We also must reduce transportation emissions, and we look forward to working with the City to make bike and car-sharing easier. We are especially thrilled to see the Speaker’s support for a 100% zero-emission school bus fleet by 2040 and for a state low carbon fuel standard, both of which are top priorities for NYLCV.
Given the significant greenhouse gas emissions from residential and commercial buildings in New York City, we agree that green building must be a priority, especially for affordable housing. The Speaker’s support for district-scale clean energy solutions shows an understanding of the unique challenges and opportunities for New York City’s buildings to go green. We applaud the city’s focus on increasing green infrastructure throughout the city, specifically to reduce flooding for our most vulnerable communities. Prioritizing heat island issues, which severely impact New Yorkers’ health, especially the elderly and people with respiratory issues, is also critical.
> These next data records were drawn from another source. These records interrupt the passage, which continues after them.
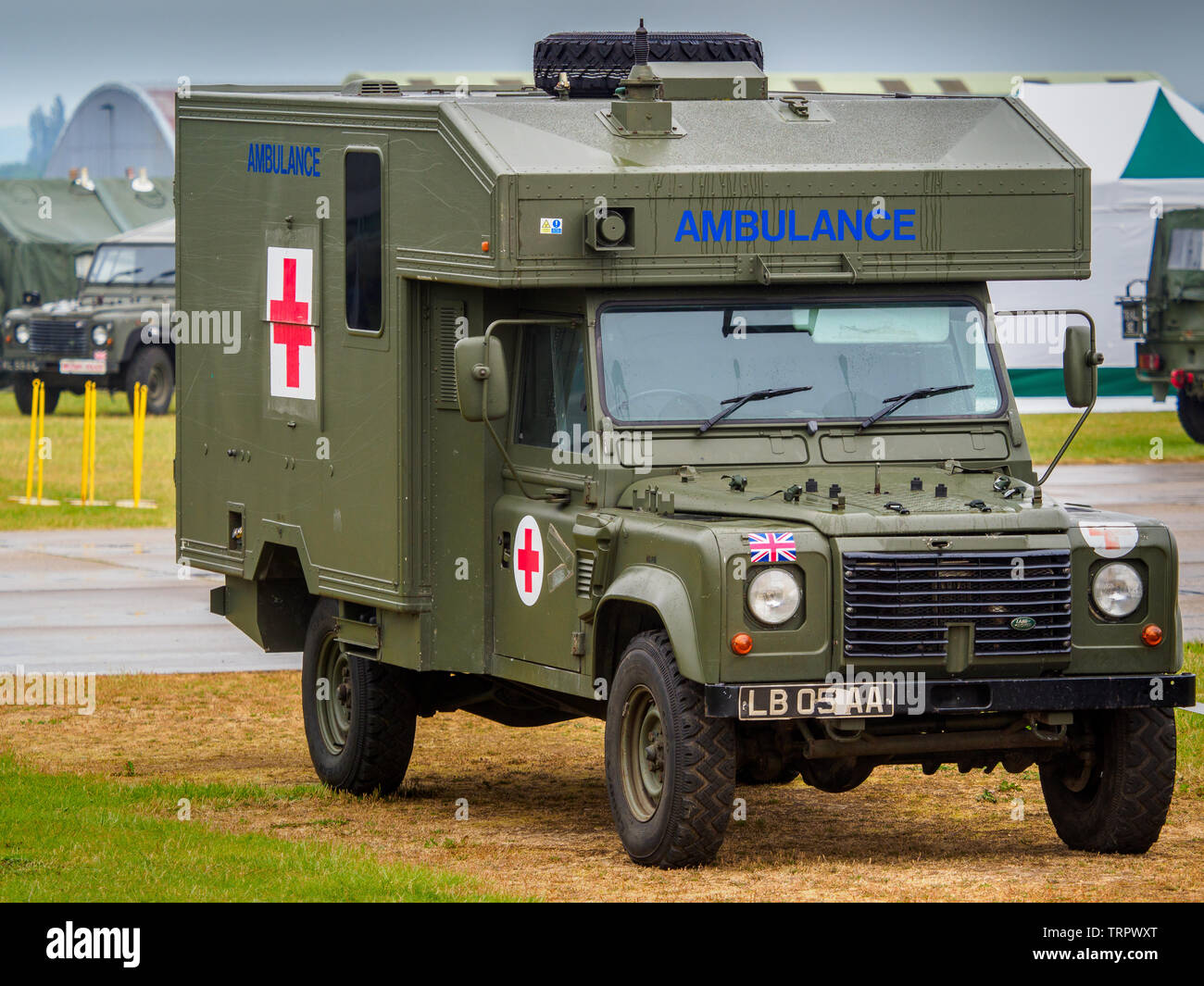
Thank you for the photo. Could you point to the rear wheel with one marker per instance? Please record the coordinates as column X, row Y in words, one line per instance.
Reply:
column 152, row 366
column 23, row 390
column 359, row 714
column 671, row 770
column 1191, row 416
column 1112, row 791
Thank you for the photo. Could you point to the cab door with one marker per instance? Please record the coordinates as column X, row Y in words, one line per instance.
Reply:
column 534, row 602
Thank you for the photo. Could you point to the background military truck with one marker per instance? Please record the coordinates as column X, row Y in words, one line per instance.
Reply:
column 682, row 409
column 100, row 335
column 1168, row 319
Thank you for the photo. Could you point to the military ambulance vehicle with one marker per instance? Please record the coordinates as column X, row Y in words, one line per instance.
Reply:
column 681, row 408
column 105, row 333
column 1168, row 319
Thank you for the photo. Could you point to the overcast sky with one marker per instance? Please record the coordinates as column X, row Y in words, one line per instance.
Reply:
column 67, row 47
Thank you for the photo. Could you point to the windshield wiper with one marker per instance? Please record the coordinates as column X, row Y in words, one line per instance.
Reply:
column 119, row 273
column 896, row 402
column 735, row 404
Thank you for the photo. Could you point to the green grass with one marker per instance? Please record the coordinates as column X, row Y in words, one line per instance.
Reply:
column 1191, row 729
column 82, row 840
column 1112, row 438
column 115, row 466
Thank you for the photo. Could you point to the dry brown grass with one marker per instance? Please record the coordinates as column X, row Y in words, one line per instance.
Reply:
column 540, row 824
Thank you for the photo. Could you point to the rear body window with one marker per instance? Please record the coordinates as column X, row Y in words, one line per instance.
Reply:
column 362, row 243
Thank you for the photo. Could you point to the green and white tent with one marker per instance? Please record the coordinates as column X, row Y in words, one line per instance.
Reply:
column 51, row 227
column 1145, row 148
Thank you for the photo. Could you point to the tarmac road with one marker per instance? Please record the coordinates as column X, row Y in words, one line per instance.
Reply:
column 112, row 601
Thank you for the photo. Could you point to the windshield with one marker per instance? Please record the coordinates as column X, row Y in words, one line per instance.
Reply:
column 681, row 365
column 133, row 264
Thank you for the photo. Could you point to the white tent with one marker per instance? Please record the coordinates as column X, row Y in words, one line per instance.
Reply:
column 1145, row 148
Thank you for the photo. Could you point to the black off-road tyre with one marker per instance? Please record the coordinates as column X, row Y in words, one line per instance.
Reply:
column 598, row 61
column 381, row 710
column 23, row 390
column 1191, row 417
column 152, row 366
column 1124, row 794
column 685, row 822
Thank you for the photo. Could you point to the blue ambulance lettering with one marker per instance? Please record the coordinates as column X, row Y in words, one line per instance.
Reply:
column 284, row 159
column 747, row 225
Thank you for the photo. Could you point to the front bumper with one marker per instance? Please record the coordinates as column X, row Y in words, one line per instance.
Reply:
column 1019, row 694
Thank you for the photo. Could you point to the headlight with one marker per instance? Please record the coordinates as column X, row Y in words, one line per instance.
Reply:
column 1118, row 590
column 773, row 596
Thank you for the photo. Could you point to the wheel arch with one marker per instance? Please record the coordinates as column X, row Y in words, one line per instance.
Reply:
column 645, row 597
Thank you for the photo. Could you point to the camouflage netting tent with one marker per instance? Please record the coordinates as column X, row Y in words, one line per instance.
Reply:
column 49, row 228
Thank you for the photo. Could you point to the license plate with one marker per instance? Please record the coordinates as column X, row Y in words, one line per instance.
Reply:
column 82, row 366
column 867, row 700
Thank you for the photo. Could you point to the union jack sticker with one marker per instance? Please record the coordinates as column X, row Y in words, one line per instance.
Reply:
column 771, row 548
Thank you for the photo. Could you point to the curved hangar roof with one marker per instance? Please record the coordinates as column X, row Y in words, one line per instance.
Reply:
column 116, row 128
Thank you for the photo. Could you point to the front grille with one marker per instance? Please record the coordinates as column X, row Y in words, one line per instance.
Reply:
column 58, row 339
column 901, row 605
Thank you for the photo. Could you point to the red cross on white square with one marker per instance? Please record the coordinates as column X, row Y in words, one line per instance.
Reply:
column 1110, row 538
column 293, row 337
column 529, row 560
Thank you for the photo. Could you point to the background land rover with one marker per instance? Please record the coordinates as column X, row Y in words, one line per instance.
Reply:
column 839, row 480
column 99, row 335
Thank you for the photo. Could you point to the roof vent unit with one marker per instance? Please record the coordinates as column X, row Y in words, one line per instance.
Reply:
column 598, row 63
column 372, row 87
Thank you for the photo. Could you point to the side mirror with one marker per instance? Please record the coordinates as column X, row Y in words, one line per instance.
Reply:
column 480, row 359
column 1079, row 363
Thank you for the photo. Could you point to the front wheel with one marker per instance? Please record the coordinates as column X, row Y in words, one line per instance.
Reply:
column 152, row 366
column 23, row 390
column 359, row 714
column 1191, row 416
column 1111, row 793
column 671, row 770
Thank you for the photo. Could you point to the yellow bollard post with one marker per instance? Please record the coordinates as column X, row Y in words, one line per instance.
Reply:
column 140, row 421
column 88, row 457
column 83, row 454
column 139, row 411
column 41, row 435
column 92, row 450
column 32, row 443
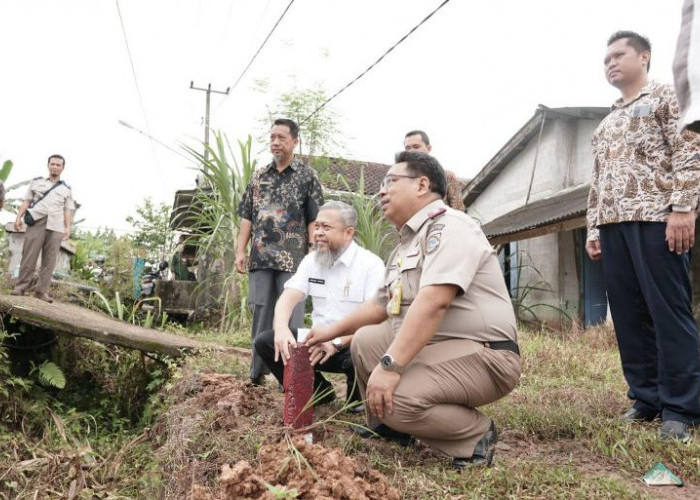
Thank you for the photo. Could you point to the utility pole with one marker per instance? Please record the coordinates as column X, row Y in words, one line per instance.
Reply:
column 208, row 90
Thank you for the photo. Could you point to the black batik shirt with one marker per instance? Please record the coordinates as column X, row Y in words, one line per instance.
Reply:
column 280, row 206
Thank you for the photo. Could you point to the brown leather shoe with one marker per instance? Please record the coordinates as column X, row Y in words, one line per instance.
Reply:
column 44, row 296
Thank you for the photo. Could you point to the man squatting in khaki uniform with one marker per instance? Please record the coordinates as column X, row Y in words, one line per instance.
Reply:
column 443, row 335
column 52, row 214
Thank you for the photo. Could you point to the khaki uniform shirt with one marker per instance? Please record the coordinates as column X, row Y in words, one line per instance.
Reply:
column 51, row 206
column 642, row 164
column 441, row 246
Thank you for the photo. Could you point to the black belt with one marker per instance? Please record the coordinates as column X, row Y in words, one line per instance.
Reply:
column 505, row 345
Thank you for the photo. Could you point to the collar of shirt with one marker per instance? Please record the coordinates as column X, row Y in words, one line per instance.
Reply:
column 414, row 223
column 647, row 89
column 348, row 255
column 294, row 164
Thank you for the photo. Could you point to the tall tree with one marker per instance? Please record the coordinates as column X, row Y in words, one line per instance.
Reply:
column 320, row 134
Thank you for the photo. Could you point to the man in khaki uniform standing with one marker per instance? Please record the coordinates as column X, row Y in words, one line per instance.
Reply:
column 49, row 202
column 443, row 339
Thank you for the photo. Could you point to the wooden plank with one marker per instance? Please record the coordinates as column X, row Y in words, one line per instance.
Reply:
column 557, row 227
column 78, row 321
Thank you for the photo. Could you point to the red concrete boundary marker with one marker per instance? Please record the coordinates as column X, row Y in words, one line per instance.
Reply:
column 298, row 388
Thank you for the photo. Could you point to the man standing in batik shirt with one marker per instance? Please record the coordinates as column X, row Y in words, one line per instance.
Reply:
column 641, row 222
column 277, row 210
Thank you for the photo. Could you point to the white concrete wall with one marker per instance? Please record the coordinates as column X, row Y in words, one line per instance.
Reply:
column 548, row 278
column 564, row 160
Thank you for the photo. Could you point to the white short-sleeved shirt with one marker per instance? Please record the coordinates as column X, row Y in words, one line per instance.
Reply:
column 53, row 206
column 336, row 292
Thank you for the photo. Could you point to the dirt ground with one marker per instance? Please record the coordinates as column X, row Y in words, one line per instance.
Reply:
column 211, row 436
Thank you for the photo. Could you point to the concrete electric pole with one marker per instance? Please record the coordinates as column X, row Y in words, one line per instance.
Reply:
column 208, row 90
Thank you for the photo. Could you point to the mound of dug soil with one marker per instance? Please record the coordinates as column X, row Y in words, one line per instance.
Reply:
column 315, row 473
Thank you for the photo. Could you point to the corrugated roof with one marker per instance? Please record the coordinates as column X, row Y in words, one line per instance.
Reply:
column 562, row 206
column 520, row 140
column 332, row 171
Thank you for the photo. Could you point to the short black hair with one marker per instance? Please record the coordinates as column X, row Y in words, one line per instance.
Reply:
column 423, row 136
column 56, row 156
column 293, row 127
column 423, row 164
column 638, row 42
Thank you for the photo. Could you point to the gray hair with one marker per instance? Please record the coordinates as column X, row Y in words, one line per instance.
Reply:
column 347, row 213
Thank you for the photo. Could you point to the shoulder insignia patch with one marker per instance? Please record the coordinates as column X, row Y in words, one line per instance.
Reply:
column 433, row 243
column 435, row 228
column 437, row 212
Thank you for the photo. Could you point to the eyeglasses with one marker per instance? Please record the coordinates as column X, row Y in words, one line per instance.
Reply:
column 391, row 178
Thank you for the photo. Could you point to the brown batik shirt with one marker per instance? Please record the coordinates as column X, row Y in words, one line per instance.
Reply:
column 642, row 164
column 280, row 206
column 453, row 196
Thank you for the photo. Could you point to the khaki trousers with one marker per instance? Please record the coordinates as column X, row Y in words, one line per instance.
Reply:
column 38, row 240
column 439, row 391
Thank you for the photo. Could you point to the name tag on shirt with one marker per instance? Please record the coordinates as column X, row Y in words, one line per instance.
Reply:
column 641, row 110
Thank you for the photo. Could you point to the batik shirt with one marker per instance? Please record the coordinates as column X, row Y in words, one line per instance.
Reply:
column 642, row 164
column 280, row 206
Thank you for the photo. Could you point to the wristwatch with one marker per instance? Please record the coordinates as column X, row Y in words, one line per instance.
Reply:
column 389, row 364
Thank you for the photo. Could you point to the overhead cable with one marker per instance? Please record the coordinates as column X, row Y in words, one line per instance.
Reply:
column 323, row 104
column 259, row 49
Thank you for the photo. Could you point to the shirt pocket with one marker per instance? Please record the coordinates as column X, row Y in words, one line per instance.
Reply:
column 353, row 293
column 318, row 290
column 410, row 277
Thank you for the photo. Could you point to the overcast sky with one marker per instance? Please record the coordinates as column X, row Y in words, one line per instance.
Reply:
column 471, row 77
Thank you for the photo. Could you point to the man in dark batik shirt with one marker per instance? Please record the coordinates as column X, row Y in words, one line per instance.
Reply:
column 278, row 207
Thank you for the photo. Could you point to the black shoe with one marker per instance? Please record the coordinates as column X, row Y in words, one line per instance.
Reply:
column 355, row 407
column 324, row 394
column 483, row 451
column 384, row 432
column 637, row 415
column 673, row 429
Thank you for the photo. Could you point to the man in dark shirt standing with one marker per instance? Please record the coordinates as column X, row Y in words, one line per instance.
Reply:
column 277, row 210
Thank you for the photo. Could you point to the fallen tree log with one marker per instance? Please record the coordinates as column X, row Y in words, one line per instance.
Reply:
column 70, row 319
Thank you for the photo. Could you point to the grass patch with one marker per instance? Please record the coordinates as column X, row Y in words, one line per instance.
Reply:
column 560, row 434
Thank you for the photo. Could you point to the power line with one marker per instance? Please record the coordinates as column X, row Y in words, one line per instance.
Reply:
column 138, row 89
column 322, row 105
column 258, row 51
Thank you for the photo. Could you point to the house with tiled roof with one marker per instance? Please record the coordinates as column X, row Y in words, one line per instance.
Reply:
column 531, row 200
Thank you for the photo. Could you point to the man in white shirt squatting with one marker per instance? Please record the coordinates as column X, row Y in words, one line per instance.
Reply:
column 339, row 276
To reduce greenhouse gas emissions and move towards a clean energy grid, New York must actively work to build transmission capacity to deliver clean energy across the state. Currently, only 7% of New York City’s energy comes from renewable sources; we have a lot of work to do to reach our state’s climate goals. We applaud the detailed strategies to deliver clean energy to New York City, increase storage capacity of renewable energy and to develop new renewable energy projects, specifically on Rikers Island.